On Hardball, O'Donnell echoed GOP talking points attacking Democrats

››› ››› BEN ARMBRUSTER

Norah O'Donnell incorporated the White House and Republican talking point that Democrats do not have a strategy to change course in the war in Iraq by asserting that "the thing that perplexes many about the Democratic Party is, what is the alternative?" Later, O'Donnell asked if "part of the problem that the Democrats have is that they don't have a message to respond to the president."

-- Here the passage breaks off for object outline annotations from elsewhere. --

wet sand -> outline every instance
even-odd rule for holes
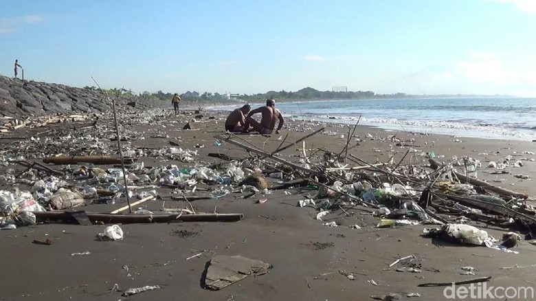
[[[228,143],[214,145],[216,135],[223,133],[225,112],[202,112],[201,122],[193,123],[195,130],[182,130],[192,112],[179,116],[162,118],[146,125],[126,126],[126,129],[144,132],[144,140],[129,141],[133,148],[159,148],[169,146],[170,140],[177,142],[183,149],[197,150],[195,158],[206,164],[221,161],[208,157],[210,153],[247,157],[243,150]],[[208,115],[215,119],[208,120]],[[306,148],[313,150],[325,147],[339,153],[346,144],[348,126],[304,123],[289,120],[281,135],[269,137],[241,135],[238,137],[267,151],[280,144],[280,136],[287,133],[287,142],[295,141],[320,127],[326,133],[319,133],[306,140]],[[353,128],[353,126],[352,126]],[[199,129],[199,130],[197,130]],[[41,129],[21,130],[18,136],[31,135]],[[335,133],[333,135],[327,133]],[[156,135],[156,134],[158,135]],[[392,156],[398,162],[409,146],[397,146],[390,137],[395,132],[358,126],[355,135],[361,140],[348,153],[369,163],[387,161]],[[367,137],[372,136],[372,139]],[[168,135],[169,137],[155,138],[151,135]],[[344,137],[341,138],[340,135]],[[531,151],[534,144],[528,142],[480,140],[454,137],[448,135],[423,135],[396,133],[402,144],[411,144],[423,152],[434,151],[439,160],[449,161],[452,156],[469,156],[480,159],[478,177],[497,180],[494,184],[535,195],[536,188],[530,179],[520,180],[513,175],[491,175],[486,168],[489,160],[499,161],[508,155],[513,158],[526,158],[524,166],[511,168],[513,174],[536,177],[536,155],[523,153]],[[180,137],[180,139],[178,139]],[[455,140],[461,140],[461,142]],[[5,143],[9,143],[6,141]],[[356,144],[353,140],[350,146]],[[196,144],[205,147],[195,148]],[[111,143],[111,145],[113,145]],[[298,162],[301,144],[282,152],[282,157]],[[422,160],[410,153],[403,164]],[[445,156],[445,157],[442,157]],[[139,158],[148,166],[177,164],[192,166],[162,158]],[[357,165],[349,162],[350,166]],[[17,170],[20,166],[10,166]],[[270,183],[277,180],[268,179]],[[513,184],[513,185],[512,185]],[[5,186],[5,185],[4,185]],[[3,187],[3,189],[7,187]],[[21,186],[21,189],[24,186]],[[158,210],[165,201],[166,208],[187,208],[183,201],[172,201],[176,195],[171,189],[158,190],[161,200],[143,204],[144,209]],[[236,223],[176,223],[161,224],[129,224],[121,225],[124,239],[102,242],[96,234],[104,228],[102,225],[82,226],[65,224],[42,224],[21,227],[15,230],[0,232],[2,245],[0,256],[5,258],[3,280],[0,282],[1,300],[372,300],[370,296],[397,293],[401,300],[409,293],[418,293],[416,300],[444,300],[444,287],[418,287],[424,282],[458,281],[475,277],[493,276],[488,282],[495,286],[533,286],[536,283],[531,265],[536,247],[523,241],[515,249],[519,254],[486,248],[453,245],[420,236],[425,227],[434,225],[414,225],[395,229],[378,229],[377,218],[367,214],[373,210],[348,209],[355,212],[346,216],[342,212],[330,214],[324,222],[335,221],[342,226],[329,227],[315,219],[316,210],[312,208],[296,207],[298,200],[304,199],[315,191],[296,189],[275,190],[266,195],[250,199],[237,199],[241,194],[230,194],[219,199],[192,201],[197,212],[242,213],[243,220]],[[203,192],[198,192],[201,195]],[[267,199],[265,203],[256,203],[259,199]],[[135,199],[134,200],[135,201]],[[126,204],[124,198],[114,205],[90,205],[87,211],[109,212]],[[137,209],[137,208],[135,208]],[[361,229],[353,230],[342,225],[357,224]],[[495,238],[503,229],[477,223]],[[33,240],[49,238],[51,245],[31,243]],[[87,256],[71,253],[89,251]],[[186,258],[201,253],[199,257]],[[201,276],[207,262],[214,255],[241,255],[258,259],[273,265],[269,274],[250,276],[221,291],[204,289]],[[397,272],[387,269],[397,258],[416,254],[422,265],[422,272]],[[520,268],[501,269],[519,265]],[[459,268],[470,265],[478,271],[476,276],[462,276]],[[128,267],[128,271],[126,268]],[[353,273],[353,280],[344,274]],[[368,280],[374,280],[377,286]],[[121,297],[121,293],[109,291],[115,284],[126,290],[130,287],[158,285],[161,289],[147,291],[131,297]],[[536,285],[535,285],[536,286]]]

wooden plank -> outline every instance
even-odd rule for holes
[[[236,255],[217,255],[210,260],[205,278],[205,288],[219,290],[271,266],[261,260]]]

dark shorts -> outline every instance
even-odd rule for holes
[[[260,133],[261,134],[269,135],[271,134],[271,132],[273,131],[273,129],[270,129],[268,128],[265,128],[261,125],[260,131],[259,131],[258,132]]]
[[[230,132],[241,132],[242,131],[242,126],[231,126],[231,125],[226,125],[225,126],[225,131],[230,131]]]

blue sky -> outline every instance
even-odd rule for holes
[[[1,0],[0,74],[76,87],[536,96],[536,0]]]

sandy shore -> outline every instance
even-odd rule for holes
[[[139,161],[149,166],[177,164],[179,168],[188,168],[226,164],[208,157],[211,153],[249,157],[243,149],[229,143],[214,145],[214,136],[224,133],[226,112],[202,111],[201,114],[202,118],[192,122],[193,130],[182,129],[197,115],[193,111],[178,116],[162,112],[146,124],[139,124],[133,115],[128,121],[124,120],[124,128],[128,133],[138,133],[144,139],[130,140],[124,142],[125,147],[157,150],[169,147],[169,141],[173,141],[183,149],[198,151],[193,156],[195,161],[189,163],[162,157],[139,158]],[[51,129],[54,126],[65,125],[51,126]],[[83,127],[74,126],[74,133],[79,131],[82,135]],[[271,152],[287,134],[284,145],[321,127],[326,128],[323,133],[306,140],[309,154],[323,148],[338,153],[346,144],[348,129],[353,128],[289,120],[281,135],[241,135],[236,139]],[[47,129],[22,129],[13,135],[29,137]],[[392,138],[394,134],[397,140]],[[2,149],[13,147],[19,141],[3,140]],[[115,143],[105,144],[113,147]],[[195,147],[201,145],[203,147]],[[391,157],[395,163],[399,162],[408,149],[412,150],[402,161],[403,164],[423,161],[425,159],[417,155],[423,152],[433,151],[438,159],[445,161],[451,161],[453,156],[471,157],[482,163],[482,167],[477,169],[478,178],[530,196],[536,195],[532,180],[514,177],[522,174],[536,177],[536,162],[531,161],[536,159],[531,153],[533,142],[424,135],[358,126],[350,145],[353,147],[349,154],[371,164],[387,162]],[[282,152],[280,157],[300,163],[303,159],[300,148],[301,143]],[[491,174],[492,170],[486,168],[489,161],[500,162],[507,156],[511,156],[513,161],[520,160],[522,166],[509,168],[511,174]],[[348,164],[357,165],[350,161]],[[15,169],[15,173],[24,170],[19,165],[12,165],[3,168],[1,172],[8,168]],[[268,181],[271,184],[278,181],[269,178]],[[1,188],[11,186],[4,183]],[[22,184],[19,187],[28,189]],[[171,199],[171,196],[177,195],[172,189],[159,188],[158,192],[161,199],[145,203],[144,209],[157,211],[164,201],[166,208],[188,206],[186,202]],[[324,222],[336,221],[342,226],[329,227],[315,219],[317,211],[314,208],[296,207],[298,200],[315,192],[287,189],[258,194],[249,199],[241,199],[243,194],[240,193],[231,193],[219,199],[194,201],[192,204],[197,212],[242,213],[244,219],[236,223],[122,225],[124,239],[118,241],[100,241],[96,234],[104,230],[101,225],[50,223],[1,231],[0,256],[5,259],[6,264],[0,282],[0,299],[346,300],[372,300],[372,295],[396,293],[404,300],[408,293],[418,293],[421,297],[417,300],[435,300],[445,299],[443,287],[417,285],[491,276],[493,278],[489,285],[536,286],[531,284],[536,283],[536,276],[531,273],[532,256],[536,254],[536,248],[526,242],[515,248],[518,254],[484,247],[445,244],[420,236],[423,229],[430,225],[376,228],[378,219],[370,214],[373,210],[363,208],[348,209],[350,216],[342,211],[330,214]],[[194,194],[206,193],[198,191]],[[267,201],[256,203],[263,199]],[[122,198],[114,205],[93,204],[83,210],[109,212],[124,205],[125,199]],[[347,227],[355,224],[361,228]],[[474,224],[485,227],[495,237],[500,238],[504,232],[482,223]],[[31,243],[33,240],[47,238],[52,240],[52,245]],[[91,254],[71,256],[87,251]],[[199,253],[201,256],[186,260]],[[397,258],[410,254],[418,258],[421,273],[387,269]],[[202,287],[201,276],[205,264],[214,255],[241,255],[263,260],[273,268],[269,274],[248,277],[221,291],[209,291]],[[467,265],[477,269],[476,276],[460,275],[459,269]],[[516,265],[522,267],[501,269]],[[354,275],[354,280],[346,277],[348,273]],[[378,285],[370,283],[372,280]],[[161,289],[122,297],[120,292],[110,291],[115,284],[123,290],[155,285]]]

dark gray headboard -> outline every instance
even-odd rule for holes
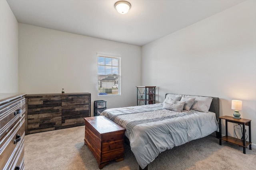
[[[165,96],[166,97],[166,95],[168,94],[173,94],[171,93],[166,93],[165,94]],[[196,96],[196,95],[193,95]],[[209,96],[202,96],[202,97],[209,97]],[[220,117],[220,99],[219,98],[216,98],[215,97],[210,97],[212,98],[212,102],[211,104],[211,106],[210,107],[209,111],[212,111],[216,113],[216,119],[217,120],[219,119],[219,117]]]

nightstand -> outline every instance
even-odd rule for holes
[[[222,137],[221,135],[221,119],[226,120],[226,136]],[[246,154],[246,148],[249,145],[249,149],[252,150],[252,137],[251,135],[251,121],[245,119],[234,119],[232,116],[224,116],[219,117],[219,128],[220,129],[220,145],[221,145],[222,140],[226,142],[230,142],[234,144],[243,147],[243,153]],[[228,122],[231,122],[242,125],[242,131],[244,137],[243,139],[240,139],[234,137],[228,136]],[[249,127],[249,142],[246,141],[245,137],[245,126],[248,126]]]
[[[104,100],[96,100],[94,101],[94,116],[100,115],[101,112],[107,109],[107,102]]]

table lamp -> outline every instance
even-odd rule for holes
[[[233,115],[233,118],[235,119],[241,119],[241,115],[239,110],[242,110],[242,102],[241,100],[232,100],[231,104],[231,109],[235,110]]]

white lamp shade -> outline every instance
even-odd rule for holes
[[[115,8],[120,14],[124,14],[129,11],[131,8],[131,4],[127,1],[120,0],[115,4]]]
[[[236,110],[242,110],[242,102],[241,100],[232,100],[231,109]]]

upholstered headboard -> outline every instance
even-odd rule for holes
[[[171,94],[171,93],[166,93],[165,94],[165,96],[168,94]],[[195,95],[193,95],[195,96]],[[202,97],[209,97],[209,96],[202,96]],[[211,104],[211,106],[210,107],[209,111],[214,112],[216,114],[216,119],[217,120],[219,119],[219,117],[220,117],[220,99],[219,98],[216,98],[215,97],[210,97],[212,98],[212,101]]]

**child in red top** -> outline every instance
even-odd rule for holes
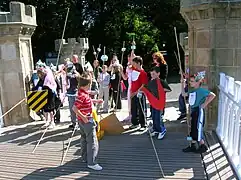
[[[139,127],[141,129],[146,128],[146,120],[143,111],[145,111],[145,97],[144,94],[139,91],[142,86],[147,84],[147,73],[142,68],[143,60],[140,56],[136,56],[132,60],[132,77],[131,77],[131,129]],[[137,119],[138,114],[138,119]]]
[[[76,113],[81,134],[81,157],[87,161],[88,168],[100,171],[102,167],[96,163],[99,151],[96,135],[96,123],[92,117],[92,100],[88,90],[91,86],[91,77],[83,75],[79,79],[79,90],[73,111]]]

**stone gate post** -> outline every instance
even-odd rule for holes
[[[219,72],[241,80],[241,0],[181,0],[188,24],[191,73],[205,70],[207,85],[217,93]],[[217,122],[217,99],[207,109],[207,128]]]
[[[31,5],[10,2],[10,12],[0,12],[0,105],[3,113],[26,97],[33,70],[31,36],[36,12]],[[29,121],[25,102],[4,117],[4,125]]]
[[[81,65],[84,67],[85,64],[85,55],[89,49],[88,38],[68,38],[67,42],[65,39],[56,39],[55,40],[55,50],[58,52],[60,44],[62,41],[61,56],[59,64],[63,63],[65,58],[72,58],[72,55],[76,54],[79,56]]]

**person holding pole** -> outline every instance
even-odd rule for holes
[[[87,167],[96,171],[102,170],[97,164],[96,158],[99,151],[99,144],[96,134],[96,123],[92,117],[93,102],[88,90],[91,86],[92,77],[84,74],[79,78],[79,90],[73,111],[76,113],[80,134],[81,134],[81,157],[87,162]]]
[[[188,93],[184,92],[183,96],[189,95],[189,105],[191,107],[191,131],[192,138],[191,145],[183,149],[183,152],[204,153],[207,151],[207,146],[204,143],[203,128],[205,123],[204,109],[213,101],[216,95],[201,87],[204,80],[205,73],[190,76],[190,87],[192,88]],[[184,81],[182,81],[183,85]]]

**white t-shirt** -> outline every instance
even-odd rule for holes
[[[132,69],[127,68],[126,73],[127,73],[127,76],[128,76],[128,84],[129,84],[129,88],[130,88],[131,87],[131,81],[132,81]]]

During an interview with Sen. Jack Reed (D-RI) on the August 31 edition of MSNBC's Hardball with Chris Matthews, guest host and MSNBC chief Washington correspondent Norah O'Donnell incorporated the White House and Republican talking point that Democrats do not have a strategy to change course in the war in Iraq by asserting that "the thing that perplexes many about the Democratic Party is, what is the alternative? The president tried to lay that out today, essentially saying it has got to be either victory and we cannot face defeat." O'Donnell continued to echo the Republicans' depiction of Democratic positions on Iraq later in the program, asking Democratic strategist Bob Shrum if "part of the problem that the Democrats have is that they don't have a message to respond to the president."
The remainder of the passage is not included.